That's true Jason, some of their models are nice. Couple of my friends wear Suuntos and one of them has showed interest in my watches, particularly my G-Shock.

Thank you for the link, Nick! I've surfed on the internet's watch sites for few years and never seen that company before. I try to contact them and get forward on getting the Seiko running again.

Little update: I just discovered that the alarm is working after all, so only the main hands are not working.









Jussi


----------



## N_B

If your certain its broke go for the new movement....hope you've tried the IC reset several times tho just to be sure







. On mine as per the instuctions, the main crown was out two clicks, then pressed A&B rapidly one after each other...then pressed them rapidly together, then main hands decided to work.

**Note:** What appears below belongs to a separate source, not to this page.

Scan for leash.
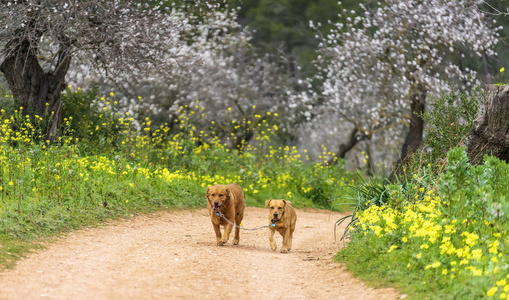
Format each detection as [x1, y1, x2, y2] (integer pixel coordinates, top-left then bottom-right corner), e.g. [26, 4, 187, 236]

These electrics have a mind of their own...tsk


----------



## N_B

error trying to upload pic


----------



## jasonm

Your links not working Nick


----------



## Jussi

I've done all the resets at least dozen times







. But I'll be in touch with the clock spares tomorrow. There's only one but.. I'm not sure how i'll sell thisidea to my wife. I received SKX007K2 from Roy tuesday and my wife told me: "next watch, next year"







We are now talking about movement, not watch, though.


----------



## N_B

the same watch only mine has a blk leather/white stitching strap


----------